In April of last year South Hams District Council's Development Management Committee authorised officers to grant planning permission for a dwelling and four large buildings for the storage and processing of potatoes on a greenfield site at SX707456, in the South Devon AONB. However the applications and the way in which they were processed were found by lawyers to be seriously deficient, and the permissions were not issued. (SHDC's references are 11/0042 to 0045/14/F.)
In April of this year officers produced a new report, still recommending approval, and referred the applications back to the DMC for reconsideration, only to withdraw them after receiving further expert and legal opinion. They placed them before the DMC again on 1 July and were approved by eight votes to four. Cllrs Cane, Hitchins, Holway, Cuthbert, Vint, Brazil, Steer and Foss voted for approval, Cllrs Rowe, Pearce, Bramble and Hodgson against. (Cllr Foss was chair of the AONB Partnership Committee until last year, Cllr Cane is a current member, and Cllr Rowe is its acting chair). The permissions were issued on 25 August.
This Society, the AONB Unit, Churchstow Parish Council and many individuals strongly objected to them, not because the business need for new facilities was questioned, but principally because the buildings don't have to be in protected land.
SHDC classified the proposal from the outset as a major development. Paragraph 116 of the National Planning Policy Framework deals with major developments in protected landscapes:
Planning permission should be refused for major developments in these designated areas except in exceptional circumstances and where it can be demonstrated they are in the public interest.
Consideration of such applications should include an assessment of:
the need for the development, including in terms of any national considerations, and the impact of permitting it, or refusing it, upon the local economy;
the cost of, and scope for, developing elsewhere outside the designated area, or meeting the need for it in some other way;
and any detrimental effect on the environment, the landscape and recreational opportunities, and the extent to which that could be moderated.
Neither the applicant or the council have properly addressed these points. Both have made the case for new premises, but not for them being in the AONB. The circumstances are not exceptional. There is no public interest in the buildings being in the AONB. The business currently operates from multiple sites both inside and outside the AONB. There is no assessment of impact on the local economy of the buildings being in the AONB, or of the many apparently more suitable places outside it in which they could be accommodated. The visual impact assessment submitted with the applications was totally inadequate for a major development in a protected landscape.

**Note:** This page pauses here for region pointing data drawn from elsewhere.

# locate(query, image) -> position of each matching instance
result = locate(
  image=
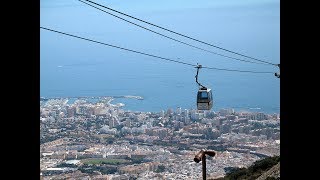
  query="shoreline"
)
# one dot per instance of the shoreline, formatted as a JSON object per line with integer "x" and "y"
{"x": 72, "y": 99}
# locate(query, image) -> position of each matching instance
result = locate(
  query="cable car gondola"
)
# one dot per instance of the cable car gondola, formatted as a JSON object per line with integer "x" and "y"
{"x": 204, "y": 99}
{"x": 204, "y": 96}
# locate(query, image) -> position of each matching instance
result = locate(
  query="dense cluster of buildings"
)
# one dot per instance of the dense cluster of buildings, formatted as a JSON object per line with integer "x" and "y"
{"x": 104, "y": 141}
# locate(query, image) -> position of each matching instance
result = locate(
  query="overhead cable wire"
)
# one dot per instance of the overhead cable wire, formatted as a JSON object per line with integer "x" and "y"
{"x": 147, "y": 54}
{"x": 171, "y": 37}
{"x": 181, "y": 34}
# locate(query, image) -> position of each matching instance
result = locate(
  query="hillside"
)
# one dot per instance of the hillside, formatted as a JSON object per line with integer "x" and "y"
{"x": 264, "y": 169}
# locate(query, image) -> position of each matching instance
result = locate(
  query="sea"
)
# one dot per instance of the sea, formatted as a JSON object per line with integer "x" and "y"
{"x": 75, "y": 67}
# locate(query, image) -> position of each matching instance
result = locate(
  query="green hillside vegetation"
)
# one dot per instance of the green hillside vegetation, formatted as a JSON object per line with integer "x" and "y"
{"x": 254, "y": 171}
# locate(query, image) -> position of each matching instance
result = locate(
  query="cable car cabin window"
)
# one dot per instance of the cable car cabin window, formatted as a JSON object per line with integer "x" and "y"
{"x": 204, "y": 95}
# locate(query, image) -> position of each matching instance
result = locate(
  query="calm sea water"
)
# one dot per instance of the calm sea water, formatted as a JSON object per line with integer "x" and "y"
{"x": 73, "y": 67}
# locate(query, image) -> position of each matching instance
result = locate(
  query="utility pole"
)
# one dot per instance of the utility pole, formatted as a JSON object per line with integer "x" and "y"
{"x": 201, "y": 156}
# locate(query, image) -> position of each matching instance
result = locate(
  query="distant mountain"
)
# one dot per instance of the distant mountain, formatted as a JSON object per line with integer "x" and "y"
{"x": 264, "y": 169}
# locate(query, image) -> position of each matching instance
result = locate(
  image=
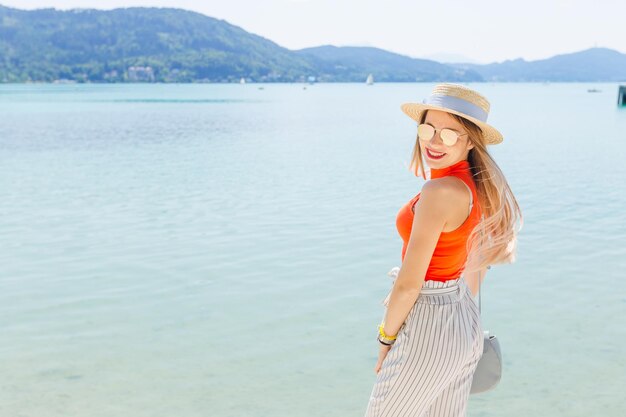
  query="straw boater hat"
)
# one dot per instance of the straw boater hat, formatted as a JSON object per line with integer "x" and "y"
{"x": 459, "y": 100}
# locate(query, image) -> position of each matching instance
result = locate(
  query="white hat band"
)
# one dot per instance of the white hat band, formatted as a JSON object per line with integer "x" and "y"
{"x": 457, "y": 104}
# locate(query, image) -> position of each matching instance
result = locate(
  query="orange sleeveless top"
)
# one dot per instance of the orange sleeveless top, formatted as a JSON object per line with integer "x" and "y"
{"x": 448, "y": 260}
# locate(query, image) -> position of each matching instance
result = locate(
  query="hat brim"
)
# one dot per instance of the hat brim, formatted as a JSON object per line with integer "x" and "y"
{"x": 491, "y": 135}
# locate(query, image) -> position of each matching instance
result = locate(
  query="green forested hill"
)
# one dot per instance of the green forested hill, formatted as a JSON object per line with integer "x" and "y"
{"x": 96, "y": 45}
{"x": 175, "y": 45}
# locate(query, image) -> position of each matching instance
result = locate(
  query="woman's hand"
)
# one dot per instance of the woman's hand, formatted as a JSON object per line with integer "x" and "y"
{"x": 382, "y": 354}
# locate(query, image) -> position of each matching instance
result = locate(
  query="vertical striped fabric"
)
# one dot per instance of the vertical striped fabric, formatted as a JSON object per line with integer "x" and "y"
{"x": 428, "y": 370}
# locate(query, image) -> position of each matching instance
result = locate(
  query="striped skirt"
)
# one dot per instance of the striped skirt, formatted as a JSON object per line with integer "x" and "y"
{"x": 428, "y": 370}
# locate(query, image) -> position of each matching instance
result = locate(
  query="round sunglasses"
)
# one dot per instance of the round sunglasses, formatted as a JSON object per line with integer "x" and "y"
{"x": 448, "y": 136}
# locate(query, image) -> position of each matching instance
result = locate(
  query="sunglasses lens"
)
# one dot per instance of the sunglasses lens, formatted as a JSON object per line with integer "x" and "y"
{"x": 425, "y": 132}
{"x": 449, "y": 137}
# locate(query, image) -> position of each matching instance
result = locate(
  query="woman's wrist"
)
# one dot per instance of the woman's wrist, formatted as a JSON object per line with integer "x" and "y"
{"x": 383, "y": 337}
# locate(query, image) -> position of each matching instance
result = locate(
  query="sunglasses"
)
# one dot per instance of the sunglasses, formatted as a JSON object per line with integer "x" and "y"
{"x": 448, "y": 136}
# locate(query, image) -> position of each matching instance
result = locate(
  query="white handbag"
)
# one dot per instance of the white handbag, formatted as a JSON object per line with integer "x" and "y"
{"x": 489, "y": 370}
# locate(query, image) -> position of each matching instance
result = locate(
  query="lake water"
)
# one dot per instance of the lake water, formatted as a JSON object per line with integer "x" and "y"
{"x": 221, "y": 250}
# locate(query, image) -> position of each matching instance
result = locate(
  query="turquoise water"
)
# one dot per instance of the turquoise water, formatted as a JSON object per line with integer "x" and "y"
{"x": 221, "y": 250}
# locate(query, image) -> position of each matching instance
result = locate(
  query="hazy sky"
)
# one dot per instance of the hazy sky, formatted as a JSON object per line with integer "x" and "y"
{"x": 481, "y": 30}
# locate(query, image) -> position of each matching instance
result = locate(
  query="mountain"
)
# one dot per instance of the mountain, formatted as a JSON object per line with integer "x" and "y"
{"x": 594, "y": 64}
{"x": 345, "y": 63}
{"x": 98, "y": 45}
{"x": 175, "y": 45}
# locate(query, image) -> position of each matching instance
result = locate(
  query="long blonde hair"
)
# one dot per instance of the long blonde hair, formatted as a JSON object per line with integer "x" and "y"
{"x": 494, "y": 239}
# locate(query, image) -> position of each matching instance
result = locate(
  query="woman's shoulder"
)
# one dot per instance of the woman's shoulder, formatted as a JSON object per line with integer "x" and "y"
{"x": 447, "y": 187}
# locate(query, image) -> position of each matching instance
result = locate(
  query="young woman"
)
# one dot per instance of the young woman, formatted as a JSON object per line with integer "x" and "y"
{"x": 461, "y": 222}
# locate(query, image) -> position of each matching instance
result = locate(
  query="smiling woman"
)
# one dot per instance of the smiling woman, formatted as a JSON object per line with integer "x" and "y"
{"x": 431, "y": 337}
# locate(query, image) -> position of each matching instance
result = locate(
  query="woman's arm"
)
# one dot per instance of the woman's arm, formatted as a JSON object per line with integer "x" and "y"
{"x": 472, "y": 280}
{"x": 434, "y": 207}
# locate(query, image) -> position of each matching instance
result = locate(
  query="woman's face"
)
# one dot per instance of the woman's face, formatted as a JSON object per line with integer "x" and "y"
{"x": 452, "y": 154}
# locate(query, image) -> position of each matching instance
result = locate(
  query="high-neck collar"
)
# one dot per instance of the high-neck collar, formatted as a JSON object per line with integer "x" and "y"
{"x": 460, "y": 166}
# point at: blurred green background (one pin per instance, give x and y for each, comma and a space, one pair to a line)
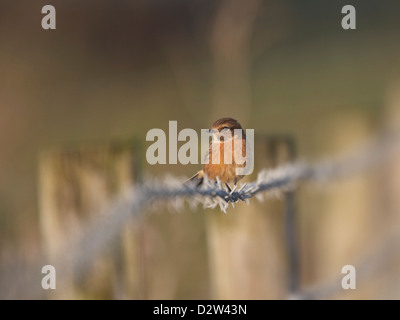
112, 70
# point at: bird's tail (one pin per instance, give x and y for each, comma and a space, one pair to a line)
196, 180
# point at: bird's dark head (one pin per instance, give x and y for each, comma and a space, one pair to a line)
226, 124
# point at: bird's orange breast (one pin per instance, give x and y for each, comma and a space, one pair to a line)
222, 160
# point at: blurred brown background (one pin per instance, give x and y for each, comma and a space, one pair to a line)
111, 71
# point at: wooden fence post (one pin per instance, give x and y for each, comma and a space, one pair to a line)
76, 184
247, 250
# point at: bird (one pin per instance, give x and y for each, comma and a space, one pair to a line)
226, 172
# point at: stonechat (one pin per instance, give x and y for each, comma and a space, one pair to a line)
227, 134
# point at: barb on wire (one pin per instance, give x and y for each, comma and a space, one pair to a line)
274, 181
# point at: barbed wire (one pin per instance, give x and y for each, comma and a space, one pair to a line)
79, 253
272, 182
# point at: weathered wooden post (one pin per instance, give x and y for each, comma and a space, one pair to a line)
247, 249
75, 185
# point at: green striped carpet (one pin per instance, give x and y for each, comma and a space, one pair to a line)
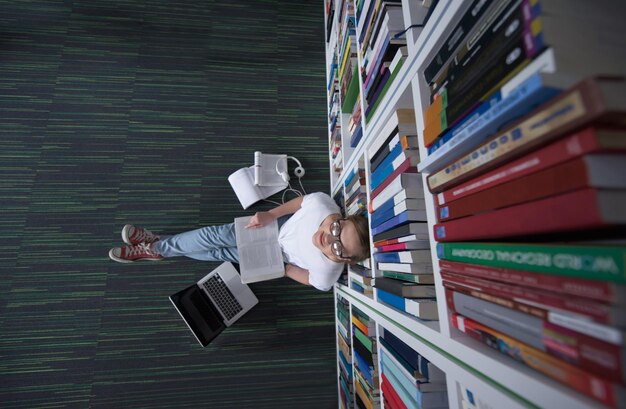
137, 111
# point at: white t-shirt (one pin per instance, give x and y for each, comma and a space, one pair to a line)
295, 238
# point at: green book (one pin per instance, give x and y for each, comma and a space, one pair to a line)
352, 92
385, 88
413, 278
367, 343
591, 262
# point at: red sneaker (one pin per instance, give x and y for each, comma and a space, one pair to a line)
136, 235
129, 254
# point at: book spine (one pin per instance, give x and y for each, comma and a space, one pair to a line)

The Society commissioned an independent report on the case because it wants to uphold the important principle of protecting the AONB from inappropriate development. It wants SHDC to be much more attentive to its duty to conserve protected landscape.
Local objectors obtained an expert planning report and a QC's Opinion, all expressing the view that it would be unlawful to issue the permissions. These documents were shown to SHDC, which took advice from its own barrister. One important difference of opinion that emerged concerns the force of the word 'should' in NPPF 116 (above). The opinion obtained by the objectors is that the measures in the paragraph are mandatory, but SHDC's barrister maintains that they are not. (Links to all of these documents are listed below.)
The determination that SHDC has shown in pushing this development through in the face of both the spirit and letter of the NPPF undermines its claims of support for the AONB. If it concludes that it doesn't have to comply with paragraph 116 of the NPPF the implications for our AONB are very serious. And it is worrying that there seems to be very little official support for enforcement of the protection that the NPPF ostensibly gives. The AONB Unit submitted a detailed and well-reasoned objection to the applications, but the Partnership Committee considered that to give any support to objectors 'would fall outside its remit'. Natural England flatly refused to get involved. The Secretary of State will not call in the applications, apparently because it's government policy increasingly to leave planning to local authorities - which seems perverse, given the official status of AONBs as national assets with national protection.
Thus those who want to ensure that the AONB is protected for future generations conclude that there is no alternative to seeking judicial review. A fundraising campaign will start shortly, and details will be posted on this page.
Please remember that the objection is to the siting of the buildings. A good case can surely be made for the applicants having new premises, but it has not been made for their being in the AONB and there appear to be alternative solutions. Getting things in the right place is what planning is all about.